Taking place in Waterford over three days between May 20th – 22nd, the inaugural International Festival of Time is a showcase for independent watchmaking and the people behind its resurgent revival in the twenty-first century.
In a celebration of the centuries-old traditional crafts, skills and techniques underpinning the art of the watchmaker, the International Festival of Time is set to welcome many of the finest and most respected Masters in the world of contemporary independent watch and clock making, where they will exhibit their extraordinary horologic masterpieces for the first time on Irish soil.
Featuring styles and concepts as varied and diverse as the individuals behind them, the astonishing timepieces making their debut appearances in Ireland next weekend represent each watchmaker’s unique expressions on their craft, reflecting the kaleidoscope of design and creativity which defines modern day independent watch and clock-making.
Visitors will have the opportunity to view masterpieces which have defined the careers of their celebrated, award-winning creators, with exhibitors from Switzerland, France, Germany, Denmark, Sweden and the UK, as well as many prodigious Irish talents.

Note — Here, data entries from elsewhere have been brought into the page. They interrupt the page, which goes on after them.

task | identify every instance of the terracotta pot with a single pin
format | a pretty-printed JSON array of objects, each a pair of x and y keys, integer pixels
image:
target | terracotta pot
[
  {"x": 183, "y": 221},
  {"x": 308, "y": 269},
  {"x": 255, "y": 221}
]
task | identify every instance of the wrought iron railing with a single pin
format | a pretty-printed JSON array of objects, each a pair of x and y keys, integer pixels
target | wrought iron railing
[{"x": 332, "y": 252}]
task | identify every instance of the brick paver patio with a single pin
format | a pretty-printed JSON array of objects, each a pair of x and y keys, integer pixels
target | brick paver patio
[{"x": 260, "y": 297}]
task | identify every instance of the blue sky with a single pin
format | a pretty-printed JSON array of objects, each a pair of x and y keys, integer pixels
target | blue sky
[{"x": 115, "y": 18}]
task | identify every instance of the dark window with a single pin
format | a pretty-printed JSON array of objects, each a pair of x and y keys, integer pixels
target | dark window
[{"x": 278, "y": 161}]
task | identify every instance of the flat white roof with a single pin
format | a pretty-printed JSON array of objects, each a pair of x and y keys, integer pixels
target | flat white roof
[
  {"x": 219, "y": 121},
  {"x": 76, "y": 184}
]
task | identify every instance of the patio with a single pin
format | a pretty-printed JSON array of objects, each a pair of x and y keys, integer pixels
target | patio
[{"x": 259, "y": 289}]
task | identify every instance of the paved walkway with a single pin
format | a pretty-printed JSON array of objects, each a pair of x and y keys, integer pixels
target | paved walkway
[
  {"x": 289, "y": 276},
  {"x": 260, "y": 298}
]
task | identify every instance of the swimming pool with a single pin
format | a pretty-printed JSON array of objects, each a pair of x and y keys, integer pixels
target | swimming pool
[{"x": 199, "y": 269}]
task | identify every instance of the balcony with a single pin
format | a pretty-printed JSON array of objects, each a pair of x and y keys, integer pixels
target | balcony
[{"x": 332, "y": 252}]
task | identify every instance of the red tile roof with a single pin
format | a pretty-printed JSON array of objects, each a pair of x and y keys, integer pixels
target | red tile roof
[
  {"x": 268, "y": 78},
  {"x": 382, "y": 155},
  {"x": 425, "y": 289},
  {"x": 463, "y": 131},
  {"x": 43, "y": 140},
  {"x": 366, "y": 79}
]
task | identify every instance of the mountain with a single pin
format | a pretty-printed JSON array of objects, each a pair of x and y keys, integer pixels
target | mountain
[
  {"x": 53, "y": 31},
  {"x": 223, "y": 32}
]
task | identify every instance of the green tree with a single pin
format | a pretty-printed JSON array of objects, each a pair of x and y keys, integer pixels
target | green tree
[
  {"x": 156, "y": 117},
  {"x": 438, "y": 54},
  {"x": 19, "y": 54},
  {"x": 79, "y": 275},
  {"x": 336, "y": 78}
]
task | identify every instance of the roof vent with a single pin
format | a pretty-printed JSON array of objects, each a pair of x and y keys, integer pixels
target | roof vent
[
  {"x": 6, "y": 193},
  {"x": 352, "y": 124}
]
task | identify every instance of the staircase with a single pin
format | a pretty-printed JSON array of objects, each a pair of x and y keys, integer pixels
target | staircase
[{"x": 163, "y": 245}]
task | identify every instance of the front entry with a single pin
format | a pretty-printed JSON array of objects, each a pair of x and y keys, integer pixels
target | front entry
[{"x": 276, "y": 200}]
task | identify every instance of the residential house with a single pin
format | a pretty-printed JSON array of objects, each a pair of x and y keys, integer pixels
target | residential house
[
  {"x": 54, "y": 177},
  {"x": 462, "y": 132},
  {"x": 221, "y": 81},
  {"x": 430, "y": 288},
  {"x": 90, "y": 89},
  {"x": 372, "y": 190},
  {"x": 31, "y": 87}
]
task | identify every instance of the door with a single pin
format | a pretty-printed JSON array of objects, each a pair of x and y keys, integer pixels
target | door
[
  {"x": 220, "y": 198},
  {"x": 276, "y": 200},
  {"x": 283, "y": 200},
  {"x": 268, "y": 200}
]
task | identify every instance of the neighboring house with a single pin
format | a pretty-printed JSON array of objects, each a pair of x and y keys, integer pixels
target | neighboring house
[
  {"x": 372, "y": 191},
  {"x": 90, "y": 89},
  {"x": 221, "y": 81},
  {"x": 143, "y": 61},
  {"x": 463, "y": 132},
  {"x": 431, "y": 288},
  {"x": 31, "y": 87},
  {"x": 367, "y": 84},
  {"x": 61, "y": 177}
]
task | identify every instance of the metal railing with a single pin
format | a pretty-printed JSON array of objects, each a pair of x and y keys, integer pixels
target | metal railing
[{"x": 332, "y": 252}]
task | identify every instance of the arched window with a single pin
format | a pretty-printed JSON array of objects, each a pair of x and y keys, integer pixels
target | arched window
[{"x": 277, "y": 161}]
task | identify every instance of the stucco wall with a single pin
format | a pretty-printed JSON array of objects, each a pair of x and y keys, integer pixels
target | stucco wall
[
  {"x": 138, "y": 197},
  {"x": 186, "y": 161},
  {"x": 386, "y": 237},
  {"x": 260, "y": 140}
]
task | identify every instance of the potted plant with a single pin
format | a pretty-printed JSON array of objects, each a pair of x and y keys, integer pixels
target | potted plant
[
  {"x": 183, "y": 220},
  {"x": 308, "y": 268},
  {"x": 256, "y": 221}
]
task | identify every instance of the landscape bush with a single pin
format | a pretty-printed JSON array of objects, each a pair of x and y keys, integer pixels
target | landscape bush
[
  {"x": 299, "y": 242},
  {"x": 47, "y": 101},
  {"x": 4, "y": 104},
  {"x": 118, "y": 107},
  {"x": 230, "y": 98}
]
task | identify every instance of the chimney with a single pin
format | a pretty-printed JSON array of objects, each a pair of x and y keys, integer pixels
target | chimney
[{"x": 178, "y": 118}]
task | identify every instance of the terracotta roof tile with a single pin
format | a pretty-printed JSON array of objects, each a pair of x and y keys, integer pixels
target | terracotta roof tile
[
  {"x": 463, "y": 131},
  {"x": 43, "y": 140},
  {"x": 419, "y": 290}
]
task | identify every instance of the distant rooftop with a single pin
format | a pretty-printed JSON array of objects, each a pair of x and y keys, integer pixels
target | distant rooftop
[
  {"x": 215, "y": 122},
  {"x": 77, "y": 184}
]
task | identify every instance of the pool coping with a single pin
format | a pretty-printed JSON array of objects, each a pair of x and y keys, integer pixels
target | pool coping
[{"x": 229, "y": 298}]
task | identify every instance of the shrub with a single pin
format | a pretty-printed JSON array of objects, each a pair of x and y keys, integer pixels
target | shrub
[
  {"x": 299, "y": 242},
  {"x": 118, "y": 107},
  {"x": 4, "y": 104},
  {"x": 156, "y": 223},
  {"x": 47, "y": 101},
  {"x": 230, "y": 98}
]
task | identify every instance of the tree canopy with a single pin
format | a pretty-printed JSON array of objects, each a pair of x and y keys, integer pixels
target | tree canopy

The line-up for the inaugural International Festival of Time includes such luminaries as Vianney Halter, Andreas Strehler, Bernhard Lederer, Thomas Prescher, Paul Gerber, Marc Jenni, Patrik Sjögren, Sebastien Naeschke, Giles Ellis, Ireland’s own John and Stephen McGonigle. The festival also boasts several emerging stars of the next generation, including Christian Lass, Philippe Narbel, Bastien Vuillomenet, Rune Bakkendorrf and Bryan Leech.
Interestingly, the Waterford region has a remarkable, yet little known connection with the earliest years of fine watchmaking. Only a few kilometres from the ancient city centre stand the ruins of what was called New Geneva Barracks. Constructed in the 1780s, the building was originally conceived as a dedicated enclave to accommodate an expected 1,000 Swiss Huguenot artisan watch and clock makers who were being persecuted in their homeland by their French and Bernese masters.
An invitation to migrate to a new life in New Geneva was extended to these artisans, but the turbulent politics of the time in both Ireland and in Switzerland, meant that the utopian concept of a New Geneva on Ireland’s south east coast failed to get off the ground. The handful of pioneering Huguenots who had embraced the idea and settled in Ireland subsequently returned to a Switzerland now more appreciative of their skills and accommodating of their way of life. Nonetheless, the fact remains that Waterford and Ireland very nearly became the centre of horologic excellence over two centuries ago.
The inaugural International Festival of Time opens to the public between 10:00am and 5:00pm from Friday, May 20th until Sunday May 22nd. The event takes place in The Irish Museum of Time, which is the newest addition to the Waterford Treasures experience, having opened in the city’s historic Viking Triangle in 2021.